Ingegneria robotica: una segnalazione per la media Focherini

Ingegneria robotica: una segnalazione per la media Focherini

Sono ormai una vera e propria squadra di ingegneri, i ragazzi della scuola media Focherini: domenica 28 gennaio il team carpigiano ha infatti partecipato alla fase regionale della First Lego League, la competizione mondiale di robotica e scienza rivolta ai ragazzi dai 9 ai 16 anni per la realizzazione di robot autonomi, svoltasi negli stabilimenti della Kohler Engines di Reggio Emilia. La gara ha coinvolto quaranta ragazzi di Seconda e Terza media, frequentanti il laboratorio pomeridiano di robotica organizzato dalla scuola, che si sono messi alla prova insieme ai colleghi di tutta la Regione.

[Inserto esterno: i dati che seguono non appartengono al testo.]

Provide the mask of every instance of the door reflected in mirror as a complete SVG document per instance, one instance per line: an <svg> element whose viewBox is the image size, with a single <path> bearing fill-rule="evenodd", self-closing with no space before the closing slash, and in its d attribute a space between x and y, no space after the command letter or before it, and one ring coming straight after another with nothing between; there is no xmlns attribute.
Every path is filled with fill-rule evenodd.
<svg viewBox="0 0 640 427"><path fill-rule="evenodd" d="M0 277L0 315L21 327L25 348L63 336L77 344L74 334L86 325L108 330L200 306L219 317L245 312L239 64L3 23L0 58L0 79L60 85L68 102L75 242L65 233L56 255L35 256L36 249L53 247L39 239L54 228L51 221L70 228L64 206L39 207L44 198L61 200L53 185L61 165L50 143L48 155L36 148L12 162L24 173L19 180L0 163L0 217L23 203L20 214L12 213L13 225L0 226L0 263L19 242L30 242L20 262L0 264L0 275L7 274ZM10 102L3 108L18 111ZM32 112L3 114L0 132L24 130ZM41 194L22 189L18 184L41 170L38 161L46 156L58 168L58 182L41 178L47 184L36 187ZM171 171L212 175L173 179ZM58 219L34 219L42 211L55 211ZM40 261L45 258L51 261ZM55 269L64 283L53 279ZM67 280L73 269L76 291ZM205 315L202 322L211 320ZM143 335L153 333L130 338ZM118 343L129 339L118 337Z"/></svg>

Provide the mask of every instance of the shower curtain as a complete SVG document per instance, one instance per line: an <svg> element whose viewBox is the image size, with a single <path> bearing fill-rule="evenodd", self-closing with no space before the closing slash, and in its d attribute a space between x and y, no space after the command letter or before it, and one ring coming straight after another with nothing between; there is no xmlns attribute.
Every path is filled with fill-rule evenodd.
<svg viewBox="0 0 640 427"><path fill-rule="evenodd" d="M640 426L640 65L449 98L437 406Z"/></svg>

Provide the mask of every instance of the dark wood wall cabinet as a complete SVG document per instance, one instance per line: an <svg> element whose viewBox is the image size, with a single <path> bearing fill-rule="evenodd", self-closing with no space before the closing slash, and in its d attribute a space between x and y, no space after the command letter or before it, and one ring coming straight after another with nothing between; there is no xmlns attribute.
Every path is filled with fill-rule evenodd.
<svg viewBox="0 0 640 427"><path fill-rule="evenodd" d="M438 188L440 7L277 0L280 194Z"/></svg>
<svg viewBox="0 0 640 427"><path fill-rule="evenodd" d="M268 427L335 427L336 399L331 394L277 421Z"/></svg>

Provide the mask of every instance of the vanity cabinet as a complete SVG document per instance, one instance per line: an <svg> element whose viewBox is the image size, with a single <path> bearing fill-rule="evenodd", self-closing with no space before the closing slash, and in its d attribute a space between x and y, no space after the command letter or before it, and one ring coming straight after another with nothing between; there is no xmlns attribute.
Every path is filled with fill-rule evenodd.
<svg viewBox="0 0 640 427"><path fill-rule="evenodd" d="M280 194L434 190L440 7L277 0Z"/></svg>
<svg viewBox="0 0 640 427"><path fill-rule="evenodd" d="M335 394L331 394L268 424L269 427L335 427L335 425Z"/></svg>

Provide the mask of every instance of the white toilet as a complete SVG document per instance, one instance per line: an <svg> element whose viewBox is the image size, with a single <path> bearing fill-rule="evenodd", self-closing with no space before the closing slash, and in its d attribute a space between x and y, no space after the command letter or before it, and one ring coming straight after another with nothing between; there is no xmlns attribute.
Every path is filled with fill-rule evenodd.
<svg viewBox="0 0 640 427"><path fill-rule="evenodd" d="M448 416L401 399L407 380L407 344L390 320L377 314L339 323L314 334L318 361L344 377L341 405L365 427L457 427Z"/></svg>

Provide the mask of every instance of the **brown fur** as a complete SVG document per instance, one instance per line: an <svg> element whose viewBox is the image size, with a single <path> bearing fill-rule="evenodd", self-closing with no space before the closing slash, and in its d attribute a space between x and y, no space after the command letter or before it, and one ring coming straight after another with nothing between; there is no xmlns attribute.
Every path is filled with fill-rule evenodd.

Tema di quest’anno era l’idrodinamica e la squadra carpigiana ha dimostrato ferrate competenze tecniche, affiatamento e attenzione ai problemi del territorio. I ragazzi della Focherini hanno, infatti, inventato un robot in grado di riparare le fratture presenti nelle tubature dell’acquedotto con un minimo sforzo: l’apparecchio, ideato con il conforto di Aimag, comandato a distanza tramite una specifica app, si muove all’interno delle tubature, individua le fratture e le ripara dall’interno attraverso l’impiego di bracci meccanici, in modo da scongiurare interventi esterni ben più invasivi e preservare una preziosissima risorsa, l’acqua.

 

A essere valutato non era solo il progetto in sé, ma tutti i suoi aspetti tecnici, a partire dalla coerenza al tema, dalla cura della documentazione tecnica, dalla progettazione di soluzioni alternative, passando per la funzionalità e la fattibilità fino allo spirito di squadra, la coesione, l’inclusione e la scoperta.

 

Pur non avendo passato il turno alla First Lego League (il livello di difficoltà, infatti, era piuttosto alto), il progetto della Focherini ha suscitato l’interesse del Ministero che lo ha selezionato per un eventuale finanziamento: «È stata una bellissima soddisfazione, soprattutto per i ragazzi – spiega Valeria Dondi, professoressa coordinatrice del progetto insieme al collega Ignazio Genovese –. Credo siano state apprezzate l’originalità del progetto, la sua completezza, ma soprattutto il forte legame con il territorio. Siamo partiti da una problematica reale e abbiamo progettato una soluzione innovativa ma anche praticabile. A maggio andremo a Roma per la premiazione e sapremo se saremo tra i progetti che verranno finanziati. In tal caso, il nostro robot potrebbe diventare realtà».

Al di là della premiazione però, che costituisce certamente uno stimolo per tutta la squadra, il valore aggiunto del progetto è la forte coesione e la passione dei ragazzi verso la robotica: «Per ora sono una quarantina gli alunni coinvolti nel progetto, ma ne abbiamo già altret tanti di Prima che dal prossimo ottobre entreranno a far parte del team – spiega ancora Dondi –. Durante il laboratorio, che si svolge a cadenza settimanale nelle ore pomeridiane, i ragazzi si autogestiscono, si suddividono i compiti e li portano a termine con entusiasmo. E alla gara ognuno di loro aveva un ruolo preciso, erano tutti protagonisti. Non a caso – conclude – nelle votazioni riguardanti le dinamiche di squadra, abbiamo sempre ottenuto valutazioni piuttosto alte. Ne siamo molto orgogliosi».